Maklerhaftung: Erhöhte Beratungspflicht bei ausländischem Wohngebäudeversicherer?

Florian Burghardt Berater Recht & Haftung Versicherungen

Nachdem sein ausländischer Wohngebäudeversicherer insolvent ging, wollte ein Hauseigentümer Schadensersatz von seinem Makler. Ob dieser seinen Kunden ausreichend über den Risikoträger beraten hatte, musste das Saarländische Oberlandesgericht entscheiden.
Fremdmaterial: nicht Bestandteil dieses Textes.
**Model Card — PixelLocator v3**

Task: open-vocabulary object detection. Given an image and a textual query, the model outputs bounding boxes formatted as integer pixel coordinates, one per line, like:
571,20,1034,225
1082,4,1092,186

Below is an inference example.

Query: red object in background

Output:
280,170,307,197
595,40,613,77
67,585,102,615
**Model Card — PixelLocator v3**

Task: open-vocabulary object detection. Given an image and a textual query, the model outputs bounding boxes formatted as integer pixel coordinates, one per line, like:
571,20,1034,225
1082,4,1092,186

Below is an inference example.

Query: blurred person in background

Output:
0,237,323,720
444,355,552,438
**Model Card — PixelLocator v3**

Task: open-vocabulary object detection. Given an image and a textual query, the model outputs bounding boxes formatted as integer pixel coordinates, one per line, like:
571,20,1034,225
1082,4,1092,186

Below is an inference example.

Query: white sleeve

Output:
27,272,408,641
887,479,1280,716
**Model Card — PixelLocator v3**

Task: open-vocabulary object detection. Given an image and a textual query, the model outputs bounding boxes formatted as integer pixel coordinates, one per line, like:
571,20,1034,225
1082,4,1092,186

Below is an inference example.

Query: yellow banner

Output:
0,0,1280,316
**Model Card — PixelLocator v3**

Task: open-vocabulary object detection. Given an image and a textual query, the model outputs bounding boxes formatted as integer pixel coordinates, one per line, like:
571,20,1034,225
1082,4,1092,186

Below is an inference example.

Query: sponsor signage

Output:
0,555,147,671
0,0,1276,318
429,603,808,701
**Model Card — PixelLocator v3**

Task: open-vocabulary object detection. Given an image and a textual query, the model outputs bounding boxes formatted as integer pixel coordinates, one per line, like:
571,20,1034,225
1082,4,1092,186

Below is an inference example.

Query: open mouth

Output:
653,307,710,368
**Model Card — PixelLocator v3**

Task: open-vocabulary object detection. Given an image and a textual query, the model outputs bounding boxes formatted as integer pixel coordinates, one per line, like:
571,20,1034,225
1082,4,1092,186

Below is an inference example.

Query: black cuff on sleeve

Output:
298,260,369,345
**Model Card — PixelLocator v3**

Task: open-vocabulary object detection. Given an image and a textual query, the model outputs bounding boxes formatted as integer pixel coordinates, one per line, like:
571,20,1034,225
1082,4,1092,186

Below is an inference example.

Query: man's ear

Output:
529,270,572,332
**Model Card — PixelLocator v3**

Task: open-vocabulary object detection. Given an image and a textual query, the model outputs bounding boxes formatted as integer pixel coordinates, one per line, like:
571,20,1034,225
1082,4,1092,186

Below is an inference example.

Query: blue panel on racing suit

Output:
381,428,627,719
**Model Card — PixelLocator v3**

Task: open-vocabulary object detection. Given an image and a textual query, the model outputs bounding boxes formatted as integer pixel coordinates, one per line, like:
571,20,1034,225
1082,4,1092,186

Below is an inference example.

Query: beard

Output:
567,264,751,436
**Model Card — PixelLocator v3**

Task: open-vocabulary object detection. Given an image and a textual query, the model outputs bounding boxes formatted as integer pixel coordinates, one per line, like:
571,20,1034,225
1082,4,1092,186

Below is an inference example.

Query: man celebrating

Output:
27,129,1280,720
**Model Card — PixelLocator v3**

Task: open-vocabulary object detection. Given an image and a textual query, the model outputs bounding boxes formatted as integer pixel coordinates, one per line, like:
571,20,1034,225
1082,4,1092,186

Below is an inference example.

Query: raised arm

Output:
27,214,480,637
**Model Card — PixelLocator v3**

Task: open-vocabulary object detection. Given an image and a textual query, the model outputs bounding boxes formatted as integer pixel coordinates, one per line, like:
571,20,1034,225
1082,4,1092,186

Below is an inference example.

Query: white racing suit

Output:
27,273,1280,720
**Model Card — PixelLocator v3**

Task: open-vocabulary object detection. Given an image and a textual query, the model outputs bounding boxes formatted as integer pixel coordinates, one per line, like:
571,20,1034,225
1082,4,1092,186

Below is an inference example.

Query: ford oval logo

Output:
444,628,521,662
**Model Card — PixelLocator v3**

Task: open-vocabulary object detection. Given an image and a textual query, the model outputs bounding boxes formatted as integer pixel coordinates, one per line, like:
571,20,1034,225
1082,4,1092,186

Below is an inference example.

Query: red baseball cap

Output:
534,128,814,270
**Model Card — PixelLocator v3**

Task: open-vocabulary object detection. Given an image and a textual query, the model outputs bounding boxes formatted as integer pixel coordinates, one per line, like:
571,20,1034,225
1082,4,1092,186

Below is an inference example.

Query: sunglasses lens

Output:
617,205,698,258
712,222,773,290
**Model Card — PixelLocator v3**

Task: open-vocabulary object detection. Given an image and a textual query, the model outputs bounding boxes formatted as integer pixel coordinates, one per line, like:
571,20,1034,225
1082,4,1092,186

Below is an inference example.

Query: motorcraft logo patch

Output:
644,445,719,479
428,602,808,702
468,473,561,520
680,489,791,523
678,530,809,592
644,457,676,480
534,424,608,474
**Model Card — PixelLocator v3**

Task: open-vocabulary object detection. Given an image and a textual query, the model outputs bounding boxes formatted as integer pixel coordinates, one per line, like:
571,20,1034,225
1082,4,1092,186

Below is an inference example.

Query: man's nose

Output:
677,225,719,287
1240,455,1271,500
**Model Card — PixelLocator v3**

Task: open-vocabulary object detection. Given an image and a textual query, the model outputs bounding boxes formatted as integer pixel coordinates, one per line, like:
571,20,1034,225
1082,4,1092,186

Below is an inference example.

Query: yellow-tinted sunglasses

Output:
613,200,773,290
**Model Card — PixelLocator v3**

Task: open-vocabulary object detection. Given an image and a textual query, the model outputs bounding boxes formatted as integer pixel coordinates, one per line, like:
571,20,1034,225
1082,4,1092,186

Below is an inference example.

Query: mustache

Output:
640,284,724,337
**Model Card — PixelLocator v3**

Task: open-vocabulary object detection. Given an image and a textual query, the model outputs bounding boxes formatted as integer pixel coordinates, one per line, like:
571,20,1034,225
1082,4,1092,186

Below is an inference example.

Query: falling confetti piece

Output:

Ist der Makler seinem Kunden zum Schadensersatz verpflichtet, wenn der von ihm vermittelte ausländische Wohngebäudeversicherer plötzlich pleitegeht? Bild: Pixabay/Ratfink1973

Ist der Makler seinem Kunden zu Schadensersatz verpflichtet, wenn der von ihm vermittelte ausländische Wohngebäudeversicherer plötzlich pleitegeht? Bild: Pixabay/Ratfink1973

Im Februar 2016 hatte der Eigentümer eines Einfamilienhauses einen Versicherungsmakler per Maklermandat damit beauftragt, für ihn eine neue Wohngebäudeversicherung abzuschließen. Mit Versicherungsbeginn 01. Juli 2016 wurde der Vertrag dann geschlossen. Versichert waren unter anderem Feuer, Leitungswasser und Sturm/Hagel sowie Schäden an Zu- und Ableitungsrohren auf und außerhalb des Grundstücks. Eingedeckt wurde das Risiko bei einem Liechtensteiner Versicherungsunternehmen. Die Policierung erfolgte am 11. August 2016 über eine Zwischenvermittlungsfirma, die im Urteil als Streithelferin bezeichnet wird. Bei ihr hatte der Makler den Antrag des Mannes eingereicht. Dass es sich beim Risikoträger um einen ausländischen Versicherer handelte, wurde allerdings nur in einem „klein gedruckten“ Hinweis in der Beratungsdokumentation erwähnt, die vom Kunden außerdem nicht unterzeichnet worden war.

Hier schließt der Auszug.